Freshman Orientation Combines Teambuilding and Maritime Traditions

West Class of 2018

Welcome Aboard West Class of 2018

East Class of 2018

Welcome Aboard East Class of 2018




Freshmen Learn about Balance

  Teambuilding at Camp Burgess



When freshmen first arrive on campus, they are met with many unfamiliar faces because students come to Sturgis from every town on Cape Cod and several towns off Cape.  Each year in September, Sturgis freshman spend a day away from campus to attend a teambuilding field trip at Camp Burgess in Sandwich. During the day, Camp Burgess leaders, grade 9 Sturgis teachers and freshmen break into small groups to participate in a variety of teambuilding activities.

Teambuilding activities involve problem-solving tasks designed to help group members learn how to work together effectively.  An important part of teambuilding involves reflection and discussion about the activity, including how participants approached the situation and what they learned.

High Ropes

Sturgis West Students on the Ropes

The Camp Burgess Challenge Course and teambuilding program stimulates group interaction and promotes teamwork in a safe and fun environment.  Goals include:

  • Building trust, cooperation, and teamwork.
  • Improving communication.
  • Problem solving and conflict resolution.
  • Re-energizing group members.
  • Providing focus for developing group goals.


Maritime Traditions

Eric reads Sturgis history

Executive Director Eric Hieser Addresses Freshmen at Hyannis Harbor

At the end of the day, Sturgis freshmen and Grade 9 teachers make their way from Camp Burgess to Aselton Park at Hyannis Harbor, the exact location where Sturgis Graduation takes place each June. Executive Director Eric Hieser awaits them at a table displaying the Sturgis Log and Ship’s Bell. Once freshman are assembled on the lawn, the annual ceremony for new Sturgis students begins. They learn the history of William Sturgis, sign the Sturgis log book and ring the ship’s bell. Just as Sturgis signed on board at sixteen for his first voyage to China, Sturgis freshmen commit to the four-year challenge ahead by signing on for the voyage. During Sturgis graduation in the same location at Hyannis Harbor, seniors sign out next to their original signature in the ship’s log book signifying they completed the voyage.

  William Sturgis, 1782 – 1863

Shipmaster, Legislator, Philanthropist

The following biography is read during the ceremony each year:
William Sturgis

William Sturgis

Sturgis Charter Public School was named for William Sturgis, a native son of Barnstable. He was born February 25, 1782 in his family home which now forms the heart of the historic Sturgis Library, the oldest library building in the United States.

William’s boyhood education was overseen by his mother, Hannah Mills Sturgis, the daughter of a Harvard clergyman, who instilled in her son a lifelong passion for learning and a devotion to humanistic principles. William’s knowledge of the sea was acquired through his youthful Cape Cod experiences as well as from his father, William, a respected shipmaster who died in the South Pacific when his son was fifteen years old

Following his father’s death, William embarked on the first leg of his own nautical career by immersing himself in an intensive study of navigation, mathematics and world history. In 1798, he took up the sailor’s life as a “green hand” on the Northwest-bound vessel, “Eliza.” Three years later, at the age of 19, he became Captain William Sturgis, the youngest shipmaster in the American merchant fleet.

Captain Sturgis served for nine years as a commander, merchant and diplomat aboard ships that sailed throughout the Northwest and the Orient.
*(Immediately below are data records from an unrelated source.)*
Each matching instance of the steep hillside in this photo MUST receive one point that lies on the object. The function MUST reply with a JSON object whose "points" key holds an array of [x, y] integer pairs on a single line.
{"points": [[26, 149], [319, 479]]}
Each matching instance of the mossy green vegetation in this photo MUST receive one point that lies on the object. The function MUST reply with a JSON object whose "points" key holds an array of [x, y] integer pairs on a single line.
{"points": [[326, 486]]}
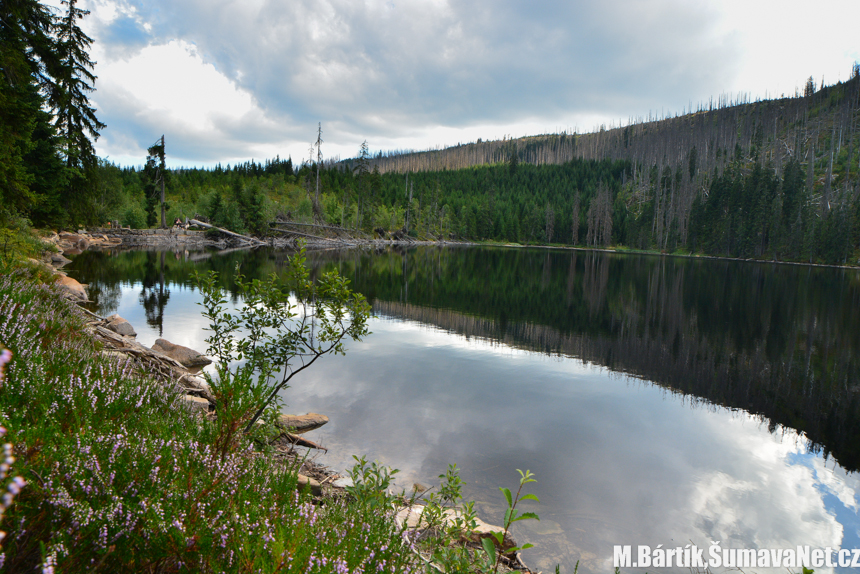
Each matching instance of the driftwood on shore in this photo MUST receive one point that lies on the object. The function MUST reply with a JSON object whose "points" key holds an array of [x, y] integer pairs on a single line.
{"points": [[166, 369], [247, 238]]}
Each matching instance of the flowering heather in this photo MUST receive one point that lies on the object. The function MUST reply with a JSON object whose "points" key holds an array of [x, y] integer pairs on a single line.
{"points": [[121, 478], [17, 483]]}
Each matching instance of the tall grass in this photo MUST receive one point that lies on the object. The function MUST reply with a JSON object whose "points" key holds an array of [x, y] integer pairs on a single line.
{"points": [[122, 478]]}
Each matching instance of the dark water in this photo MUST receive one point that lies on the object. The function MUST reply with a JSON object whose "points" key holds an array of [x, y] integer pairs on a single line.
{"points": [[658, 400]]}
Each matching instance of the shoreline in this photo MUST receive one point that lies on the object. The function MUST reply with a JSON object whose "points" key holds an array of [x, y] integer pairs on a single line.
{"points": [[184, 238], [323, 483]]}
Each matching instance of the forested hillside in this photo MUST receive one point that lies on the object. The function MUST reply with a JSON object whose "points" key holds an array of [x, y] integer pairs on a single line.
{"points": [[776, 179], [772, 179]]}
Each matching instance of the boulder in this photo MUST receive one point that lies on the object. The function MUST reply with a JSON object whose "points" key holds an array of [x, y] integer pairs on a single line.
{"points": [[58, 260], [302, 423], [412, 519], [120, 326], [188, 357], [196, 404], [72, 287], [303, 482]]}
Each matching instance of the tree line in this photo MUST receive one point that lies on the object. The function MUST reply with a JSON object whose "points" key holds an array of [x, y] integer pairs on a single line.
{"points": [[48, 165]]}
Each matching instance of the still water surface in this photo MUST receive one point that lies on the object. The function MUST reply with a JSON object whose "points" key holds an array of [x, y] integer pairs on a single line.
{"points": [[658, 400]]}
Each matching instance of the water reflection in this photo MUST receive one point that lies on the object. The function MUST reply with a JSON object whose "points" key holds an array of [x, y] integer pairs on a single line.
{"points": [[741, 357]]}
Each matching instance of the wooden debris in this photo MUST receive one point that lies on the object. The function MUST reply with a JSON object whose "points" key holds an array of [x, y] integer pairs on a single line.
{"points": [[227, 232]]}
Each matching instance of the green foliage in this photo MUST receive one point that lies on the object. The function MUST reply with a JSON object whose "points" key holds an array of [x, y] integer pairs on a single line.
{"points": [[370, 485], [284, 327], [122, 478]]}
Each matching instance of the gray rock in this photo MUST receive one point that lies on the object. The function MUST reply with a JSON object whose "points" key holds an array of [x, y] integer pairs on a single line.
{"points": [[58, 260], [196, 404], [342, 482], [120, 326], [188, 357], [72, 287]]}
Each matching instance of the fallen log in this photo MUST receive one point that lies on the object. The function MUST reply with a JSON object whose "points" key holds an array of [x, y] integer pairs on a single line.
{"points": [[227, 232], [299, 441], [319, 225], [300, 234], [299, 424]]}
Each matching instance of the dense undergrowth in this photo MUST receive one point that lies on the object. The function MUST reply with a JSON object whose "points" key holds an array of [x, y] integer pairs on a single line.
{"points": [[120, 478]]}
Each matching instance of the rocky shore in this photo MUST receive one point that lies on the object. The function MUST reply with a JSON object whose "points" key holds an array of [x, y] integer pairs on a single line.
{"points": [[177, 368]]}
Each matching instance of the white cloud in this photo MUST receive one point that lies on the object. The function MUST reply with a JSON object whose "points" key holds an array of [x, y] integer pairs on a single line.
{"points": [[245, 79]]}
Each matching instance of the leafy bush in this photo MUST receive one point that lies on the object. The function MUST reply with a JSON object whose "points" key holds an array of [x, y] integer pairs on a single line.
{"points": [[121, 478]]}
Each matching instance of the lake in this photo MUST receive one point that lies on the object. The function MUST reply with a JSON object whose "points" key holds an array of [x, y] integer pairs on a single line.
{"points": [[658, 400]]}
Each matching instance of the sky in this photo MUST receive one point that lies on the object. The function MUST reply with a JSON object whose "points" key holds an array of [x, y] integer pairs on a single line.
{"points": [[232, 80]]}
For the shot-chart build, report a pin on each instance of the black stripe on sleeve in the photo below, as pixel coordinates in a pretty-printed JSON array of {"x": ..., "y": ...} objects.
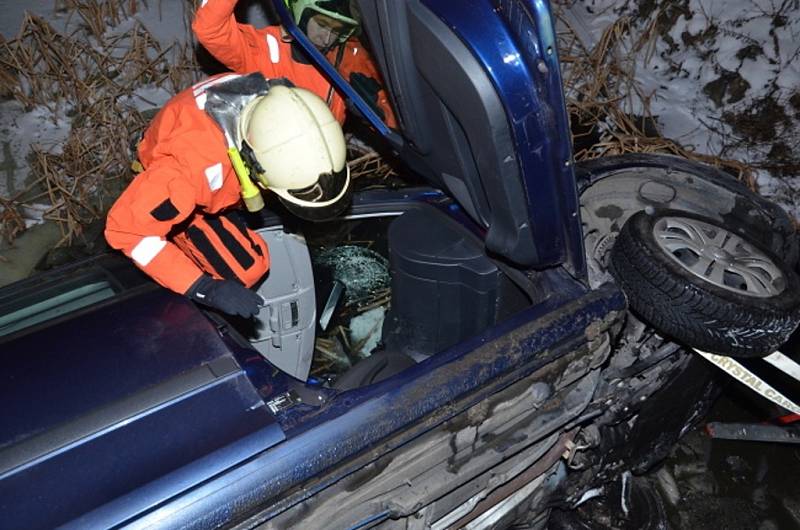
[
  {"x": 231, "y": 243},
  {"x": 237, "y": 220},
  {"x": 203, "y": 244},
  {"x": 165, "y": 211}
]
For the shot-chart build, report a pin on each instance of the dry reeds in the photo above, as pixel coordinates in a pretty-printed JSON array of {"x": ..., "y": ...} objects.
[
  {"x": 88, "y": 76},
  {"x": 610, "y": 113}
]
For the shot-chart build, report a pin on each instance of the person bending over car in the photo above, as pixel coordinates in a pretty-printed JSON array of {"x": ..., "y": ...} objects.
[
  {"x": 332, "y": 25},
  {"x": 209, "y": 148}
]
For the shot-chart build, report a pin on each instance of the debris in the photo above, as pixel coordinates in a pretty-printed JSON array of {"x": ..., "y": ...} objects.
[
  {"x": 752, "y": 432},
  {"x": 363, "y": 272},
  {"x": 365, "y": 331}
]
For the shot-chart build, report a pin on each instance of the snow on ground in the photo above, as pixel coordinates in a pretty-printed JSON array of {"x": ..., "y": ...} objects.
[
  {"x": 21, "y": 129},
  {"x": 722, "y": 78}
]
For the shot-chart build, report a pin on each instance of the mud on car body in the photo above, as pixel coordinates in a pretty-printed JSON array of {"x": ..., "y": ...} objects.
[{"x": 508, "y": 378}]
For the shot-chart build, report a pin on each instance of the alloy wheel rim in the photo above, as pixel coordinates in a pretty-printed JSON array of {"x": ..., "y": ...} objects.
[{"x": 719, "y": 256}]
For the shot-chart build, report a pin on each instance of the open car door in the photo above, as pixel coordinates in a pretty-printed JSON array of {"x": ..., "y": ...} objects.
[{"x": 477, "y": 93}]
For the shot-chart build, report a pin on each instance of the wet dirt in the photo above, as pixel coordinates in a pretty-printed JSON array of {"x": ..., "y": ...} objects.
[{"x": 712, "y": 483}]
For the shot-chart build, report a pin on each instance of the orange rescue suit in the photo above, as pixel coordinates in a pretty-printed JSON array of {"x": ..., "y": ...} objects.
[
  {"x": 170, "y": 218},
  {"x": 245, "y": 49}
]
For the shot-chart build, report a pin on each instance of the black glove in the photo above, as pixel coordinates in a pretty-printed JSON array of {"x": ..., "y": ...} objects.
[{"x": 226, "y": 295}]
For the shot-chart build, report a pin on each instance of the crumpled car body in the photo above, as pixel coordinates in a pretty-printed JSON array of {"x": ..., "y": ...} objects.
[{"x": 523, "y": 383}]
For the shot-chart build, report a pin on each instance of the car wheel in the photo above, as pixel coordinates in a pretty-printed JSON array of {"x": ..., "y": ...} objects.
[{"x": 707, "y": 286}]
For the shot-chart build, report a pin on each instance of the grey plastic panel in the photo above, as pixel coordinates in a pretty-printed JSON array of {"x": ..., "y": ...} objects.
[{"x": 285, "y": 332}]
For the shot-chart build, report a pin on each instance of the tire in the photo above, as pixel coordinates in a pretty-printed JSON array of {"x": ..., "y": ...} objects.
[{"x": 739, "y": 299}]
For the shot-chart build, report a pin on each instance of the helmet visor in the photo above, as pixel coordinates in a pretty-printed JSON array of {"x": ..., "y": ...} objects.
[{"x": 323, "y": 201}]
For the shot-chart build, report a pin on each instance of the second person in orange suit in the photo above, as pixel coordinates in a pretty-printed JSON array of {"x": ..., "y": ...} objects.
[{"x": 244, "y": 48}]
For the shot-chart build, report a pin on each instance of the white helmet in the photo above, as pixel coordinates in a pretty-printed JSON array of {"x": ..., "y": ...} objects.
[{"x": 298, "y": 150}]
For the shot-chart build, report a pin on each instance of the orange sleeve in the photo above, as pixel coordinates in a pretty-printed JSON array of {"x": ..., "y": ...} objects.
[
  {"x": 235, "y": 45},
  {"x": 245, "y": 49},
  {"x": 138, "y": 222}
]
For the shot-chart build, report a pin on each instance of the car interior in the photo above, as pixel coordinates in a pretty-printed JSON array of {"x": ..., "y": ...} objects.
[{"x": 354, "y": 301}]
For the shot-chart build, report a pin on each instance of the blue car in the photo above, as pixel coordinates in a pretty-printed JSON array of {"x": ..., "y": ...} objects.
[{"x": 501, "y": 374}]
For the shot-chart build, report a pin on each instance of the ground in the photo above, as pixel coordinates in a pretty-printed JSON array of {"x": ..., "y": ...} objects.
[{"x": 720, "y": 79}]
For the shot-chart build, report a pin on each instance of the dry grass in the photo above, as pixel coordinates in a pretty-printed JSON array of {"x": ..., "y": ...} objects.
[
  {"x": 602, "y": 94},
  {"x": 87, "y": 75}
]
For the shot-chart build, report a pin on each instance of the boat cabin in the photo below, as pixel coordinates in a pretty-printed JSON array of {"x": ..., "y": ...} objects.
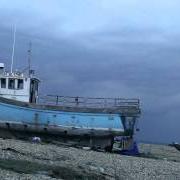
[{"x": 18, "y": 86}]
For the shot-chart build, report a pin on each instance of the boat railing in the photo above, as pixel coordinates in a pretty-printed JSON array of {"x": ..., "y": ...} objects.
[{"x": 71, "y": 101}]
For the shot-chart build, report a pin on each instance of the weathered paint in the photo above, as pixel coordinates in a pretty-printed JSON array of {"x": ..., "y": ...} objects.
[{"x": 26, "y": 115}]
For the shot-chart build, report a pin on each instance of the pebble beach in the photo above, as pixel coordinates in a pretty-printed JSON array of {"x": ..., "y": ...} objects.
[{"x": 26, "y": 161}]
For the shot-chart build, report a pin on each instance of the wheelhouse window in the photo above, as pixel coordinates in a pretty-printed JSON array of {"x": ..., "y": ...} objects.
[
  {"x": 20, "y": 84},
  {"x": 3, "y": 82},
  {"x": 11, "y": 84}
]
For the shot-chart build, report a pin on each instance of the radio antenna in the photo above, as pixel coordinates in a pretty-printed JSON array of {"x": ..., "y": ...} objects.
[{"x": 14, "y": 42}]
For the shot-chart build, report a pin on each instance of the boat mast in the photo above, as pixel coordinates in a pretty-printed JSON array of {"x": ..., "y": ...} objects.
[
  {"x": 14, "y": 41},
  {"x": 29, "y": 58}
]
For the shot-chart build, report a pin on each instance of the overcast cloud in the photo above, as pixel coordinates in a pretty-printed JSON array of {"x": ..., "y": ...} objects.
[{"x": 103, "y": 48}]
During this period, he continued to enlarge his knowledge of human nature and history through a self-designed program of classical studies.

Journal of William SturgisHe formed a successful shipping firm which dominated the Pacific Northwest and China routes for the next thirty years. At the same time, he demonstrated great aptitude for statesmanship and public service as a representative to the Massachusetts Legislature (1814 – 1845). He was particularly distinguished for his role as an advocate of social responsibility.

Shortly before his death, Captain Sturgis, the self-made “merchant prince,” purchased his family homestead for the purpose of establishing it as a public library. He continues to be honored as we at Sturgis Charter Public School, respect and uphold the social and educational principles of our namesake.

Just as William Sturgis signed on board for his first voyage, students at Sturgis Charter Public School must commit themselves to the challenge ahead of them and “sign on for a term of duty. As each student accepts the responsibility of the four-year commitment, they sign on the first line, signifying their request to board for a new voyage.  Upon completing the graduation requirements, they “sign out,” beside their original signature signifying the voyage was completed.

Logbook signing Sturgis West 4954

West Students Sign the Log

East Students Sign the  Log

East Students Sign the

Sturgis was 15 – about the age of incoming students when he began intensive study to further his career. Four years later, the same time required to complete high school, he achieved his goal to become the youngest captain in the American merchant fleet. Much can be accomplished in four years and each student’s goal can be achieved.

At the end of the ceremony, when each student’s name is called, they come forward to sign the log book and ring the ship’s bell  Their voyage is about to begin.